ECLI:NL:CRVB:2011:BR6134
Centrale Raad van Beroep
- Eerste aanleg - meervoudig
- A. Beuker-Tilstra
- A.J. Schaap
- B.W.N. de Waard
- Rechtspraak.nl
Weigering erkenning als vervolgde en WUV-uitkering
In deze zaak heeft appellante, geboren in 1945 in Nijmegen, verzocht om erkenning als vervolgde en om een periodieke uitkering op grond van de Wet uitkeringen vervolgingsslachtoffers 1940-1945 (Wuv). Dit verzoek werd afgewezen door de Raadskamer WUV van de Pensioen- en Uitkeringsraad, en het bestreden besluit werd gehandhaafd. De Raad heeft vastgesteld dat appellante zelf niet vervolgd is, aangezien zij na de bevrijding van Nijmegen is geboren. De Raad overweegt dat de Wuv in 1994 is gesloten voor de tweede generatie, waardoor appellante geen aanspraak kan maken op uitkeringen op basis van haar opvoedingsproblemen die voortvloeien uit de oorlogservaringen van haar moeder.

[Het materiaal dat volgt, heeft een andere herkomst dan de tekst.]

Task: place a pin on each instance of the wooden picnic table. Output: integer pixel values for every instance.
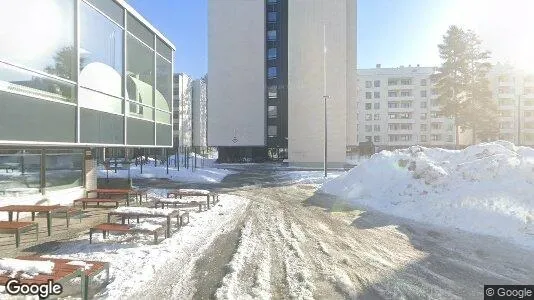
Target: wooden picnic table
(48, 209)
(151, 213)
(121, 192)
(193, 192)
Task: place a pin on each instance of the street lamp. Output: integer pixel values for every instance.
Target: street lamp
(325, 96)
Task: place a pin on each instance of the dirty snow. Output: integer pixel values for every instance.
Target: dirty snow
(486, 188)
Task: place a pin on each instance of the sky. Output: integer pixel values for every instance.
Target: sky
(390, 32)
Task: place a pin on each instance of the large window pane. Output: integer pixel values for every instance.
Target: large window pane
(20, 173)
(26, 119)
(63, 170)
(110, 8)
(140, 30)
(140, 72)
(163, 84)
(140, 111)
(98, 101)
(15, 80)
(101, 45)
(39, 35)
(163, 49)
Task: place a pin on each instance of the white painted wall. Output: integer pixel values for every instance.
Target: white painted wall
(305, 78)
(236, 51)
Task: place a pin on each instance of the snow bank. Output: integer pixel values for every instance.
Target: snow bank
(486, 188)
(30, 267)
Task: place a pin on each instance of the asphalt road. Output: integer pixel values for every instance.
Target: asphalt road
(293, 242)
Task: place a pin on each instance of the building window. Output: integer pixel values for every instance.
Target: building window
(435, 137)
(272, 72)
(406, 93)
(271, 35)
(272, 91)
(271, 53)
(272, 130)
(272, 17)
(272, 111)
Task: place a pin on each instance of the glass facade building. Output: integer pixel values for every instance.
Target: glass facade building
(83, 72)
(74, 75)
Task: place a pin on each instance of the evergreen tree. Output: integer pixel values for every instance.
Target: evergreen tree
(463, 86)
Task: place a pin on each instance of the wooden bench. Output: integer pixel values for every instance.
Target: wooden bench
(177, 203)
(17, 228)
(85, 201)
(105, 228)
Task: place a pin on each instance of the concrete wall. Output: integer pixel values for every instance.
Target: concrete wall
(305, 78)
(236, 51)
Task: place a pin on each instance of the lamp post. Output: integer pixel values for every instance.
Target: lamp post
(325, 96)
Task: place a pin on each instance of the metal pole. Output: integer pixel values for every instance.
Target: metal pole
(325, 97)
(519, 120)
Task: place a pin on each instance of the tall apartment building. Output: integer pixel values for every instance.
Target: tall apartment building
(513, 90)
(265, 65)
(200, 113)
(398, 107)
(183, 112)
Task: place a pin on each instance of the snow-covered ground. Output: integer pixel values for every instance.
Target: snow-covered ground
(198, 175)
(486, 188)
(135, 260)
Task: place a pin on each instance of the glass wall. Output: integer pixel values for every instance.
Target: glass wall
(125, 73)
(39, 45)
(64, 169)
(101, 60)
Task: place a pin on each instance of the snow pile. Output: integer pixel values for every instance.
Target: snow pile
(486, 188)
(29, 267)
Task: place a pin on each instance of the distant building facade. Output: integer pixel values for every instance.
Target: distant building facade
(200, 113)
(399, 107)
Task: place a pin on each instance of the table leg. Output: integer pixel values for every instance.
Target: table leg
(168, 226)
(49, 223)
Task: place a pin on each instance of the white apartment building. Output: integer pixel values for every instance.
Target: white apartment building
(513, 90)
(183, 112)
(200, 113)
(398, 107)
(266, 83)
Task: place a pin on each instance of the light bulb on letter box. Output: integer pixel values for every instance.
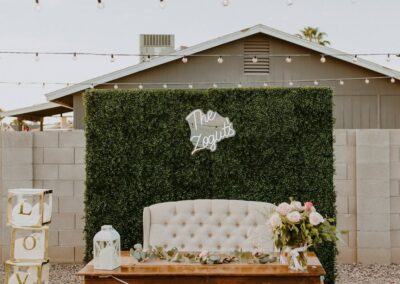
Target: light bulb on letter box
(29, 207)
(29, 244)
(27, 273)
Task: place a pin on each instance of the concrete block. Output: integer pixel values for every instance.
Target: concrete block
(366, 205)
(79, 188)
(72, 172)
(17, 172)
(17, 156)
(373, 239)
(395, 137)
(373, 171)
(71, 205)
(74, 138)
(79, 254)
(395, 170)
(340, 171)
(71, 238)
(59, 155)
(60, 187)
(379, 137)
(394, 188)
(342, 205)
(346, 222)
(340, 136)
(347, 255)
(396, 255)
(63, 221)
(395, 221)
(17, 139)
(59, 254)
(395, 239)
(373, 188)
(38, 155)
(345, 187)
(45, 139)
(344, 154)
(395, 205)
(80, 155)
(79, 221)
(45, 172)
(373, 222)
(373, 154)
(373, 255)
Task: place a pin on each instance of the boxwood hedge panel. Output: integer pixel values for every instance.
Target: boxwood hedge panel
(139, 153)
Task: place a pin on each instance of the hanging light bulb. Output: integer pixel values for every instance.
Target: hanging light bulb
(162, 4)
(100, 4)
(225, 3)
(37, 5)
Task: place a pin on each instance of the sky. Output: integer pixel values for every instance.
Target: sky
(353, 26)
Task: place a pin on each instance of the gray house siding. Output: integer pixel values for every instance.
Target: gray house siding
(356, 104)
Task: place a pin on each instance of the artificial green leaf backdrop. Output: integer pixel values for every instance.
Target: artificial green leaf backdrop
(139, 153)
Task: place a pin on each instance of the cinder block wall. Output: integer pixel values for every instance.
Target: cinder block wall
(367, 183)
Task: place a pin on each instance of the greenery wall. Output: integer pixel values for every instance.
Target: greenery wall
(139, 153)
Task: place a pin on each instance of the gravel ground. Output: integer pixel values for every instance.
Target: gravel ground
(347, 274)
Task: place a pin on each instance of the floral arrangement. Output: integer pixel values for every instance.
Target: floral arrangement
(296, 227)
(204, 257)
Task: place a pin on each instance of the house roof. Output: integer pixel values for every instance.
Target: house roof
(220, 41)
(36, 112)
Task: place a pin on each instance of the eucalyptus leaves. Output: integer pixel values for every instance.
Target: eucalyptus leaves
(173, 255)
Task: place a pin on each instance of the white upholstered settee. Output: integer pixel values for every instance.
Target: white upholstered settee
(208, 225)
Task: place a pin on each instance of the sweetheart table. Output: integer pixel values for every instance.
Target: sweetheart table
(187, 273)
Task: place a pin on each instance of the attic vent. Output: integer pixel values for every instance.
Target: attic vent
(260, 48)
(157, 40)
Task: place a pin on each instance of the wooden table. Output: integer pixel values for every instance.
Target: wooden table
(185, 273)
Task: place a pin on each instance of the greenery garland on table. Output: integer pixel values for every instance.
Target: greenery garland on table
(174, 255)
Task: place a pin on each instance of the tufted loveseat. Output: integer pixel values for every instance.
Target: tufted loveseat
(211, 225)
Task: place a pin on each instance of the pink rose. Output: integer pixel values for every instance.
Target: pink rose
(284, 208)
(308, 205)
(294, 217)
(316, 218)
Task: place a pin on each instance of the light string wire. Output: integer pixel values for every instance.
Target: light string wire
(265, 83)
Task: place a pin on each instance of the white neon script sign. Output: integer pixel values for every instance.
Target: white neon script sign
(207, 129)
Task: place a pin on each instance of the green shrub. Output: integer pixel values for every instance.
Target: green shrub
(139, 153)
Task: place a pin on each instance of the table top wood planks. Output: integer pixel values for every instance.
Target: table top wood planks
(164, 272)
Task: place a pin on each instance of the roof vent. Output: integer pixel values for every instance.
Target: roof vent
(256, 56)
(154, 45)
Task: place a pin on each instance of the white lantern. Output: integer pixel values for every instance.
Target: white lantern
(27, 273)
(29, 207)
(107, 249)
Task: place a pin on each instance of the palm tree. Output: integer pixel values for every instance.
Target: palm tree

De Raad heeft de feiten en omstandigheden van de zaak in overweging genomen, waaronder de achtergrond van appellante en haar familie tijdens de Tweede Wereldoorlog. Appellante heeft aangevoerd dat de trauma's van haar moeder, die Joodse was en haar grootouders verloor in de oorlog, ook haar eigen leven hebben beïnvloed. Desondanks concludeert de Raad dat de wetgeving geen ruimte biedt voor erkenning van de tweede generatie in dit geval.
Uiteindelijk verklaart de Raad het beroep van appellante ongegrond en ziet geen aanleiding om proceskosten te vergoeden. De uitspraak is gedaan door een meervoudige kamer van de Centrale Raad van Beroep, met A. Beuker-Tilstra als voorzitter en A.J. Schaap en B.W.N. de Waard als leden, in aanwezigheid van griffier K. Moaddine. De beslissing is openbaar uitgesproken op 25 augustus 2011.